Current gesture recognition approaches typically struggle to accurately detect gestures in real-time. Most gesture recognition approaches require prior segmentation in order to be tractable. In earlier work by Lode Hoste he tried to tackle this problem by using a declarative language and a RETE engine to detect whether points of a trajectory correspond to certain constraints. Thanks to the caching of intermediate calculations in the RETE engine, this approach allows to detect gestures at real-time. Currently, the approach allows to define gestures which are position invariant but scale and rotational invariant gestures are still very computational expensive especially when applied to 3D trajectories.

Goal:

In this project the goal is to design an algorithm based on different features and a divide and conquer strategy to detect gestures regardless of the scale, position or rotation of the gestures.

 

This thesis consists of several parts:

  1. Start with a few control points on a gesture in 2D (considering only x and y-axis).
  2. Think about possible constraints that are efficient and filter out a lot of potential matches at the same time.
  3. Implement these constraints first manually and check how many potential matches they filter out, try to filter out as many matches as possible with the least calculations possible.
  4. (Optional) When a tractable algorithm is tested and seems to work, implement the code generation to automatically derive this declarative algorithm from a set of control points.
  5. (Optional) Test the performance of this algorithm on several samples.

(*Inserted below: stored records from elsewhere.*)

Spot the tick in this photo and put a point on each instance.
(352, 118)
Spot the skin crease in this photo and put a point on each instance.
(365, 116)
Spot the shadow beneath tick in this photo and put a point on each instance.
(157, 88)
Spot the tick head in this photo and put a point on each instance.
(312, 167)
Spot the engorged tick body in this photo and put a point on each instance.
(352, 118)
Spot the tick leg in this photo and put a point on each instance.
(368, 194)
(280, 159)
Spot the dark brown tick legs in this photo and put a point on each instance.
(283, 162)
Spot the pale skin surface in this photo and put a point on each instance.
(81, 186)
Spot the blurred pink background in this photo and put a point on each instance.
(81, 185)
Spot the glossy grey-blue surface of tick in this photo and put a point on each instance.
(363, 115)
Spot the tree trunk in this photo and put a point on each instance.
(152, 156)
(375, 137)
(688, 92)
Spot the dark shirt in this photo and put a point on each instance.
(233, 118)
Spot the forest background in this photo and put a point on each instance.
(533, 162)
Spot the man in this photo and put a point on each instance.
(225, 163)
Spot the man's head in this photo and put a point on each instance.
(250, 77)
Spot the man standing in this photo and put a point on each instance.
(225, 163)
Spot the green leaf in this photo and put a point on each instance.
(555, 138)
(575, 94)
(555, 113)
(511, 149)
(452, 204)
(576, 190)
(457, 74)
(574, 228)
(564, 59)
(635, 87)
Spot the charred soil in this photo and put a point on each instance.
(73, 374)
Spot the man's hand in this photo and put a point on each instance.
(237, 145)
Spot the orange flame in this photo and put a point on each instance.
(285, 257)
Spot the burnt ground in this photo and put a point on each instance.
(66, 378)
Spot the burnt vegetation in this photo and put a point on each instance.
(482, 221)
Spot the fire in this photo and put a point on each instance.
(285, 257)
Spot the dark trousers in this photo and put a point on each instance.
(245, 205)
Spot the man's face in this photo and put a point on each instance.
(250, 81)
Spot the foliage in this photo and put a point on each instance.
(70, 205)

It's important to know the amount of non-detected gestures, the amount of false-positives, the amount of gestures that can run at the same time in a real-time application given that there are 30 points per second generated. 
  6. (Optional) Extend to 3D.
  7. (Optional) Automatically generate the control points.

The implemention is done in C# and uses the Mudra engine. Voltra is used to see the trajectories and place the control points and is extended to generate new code for the scale and rotation invariant gestures.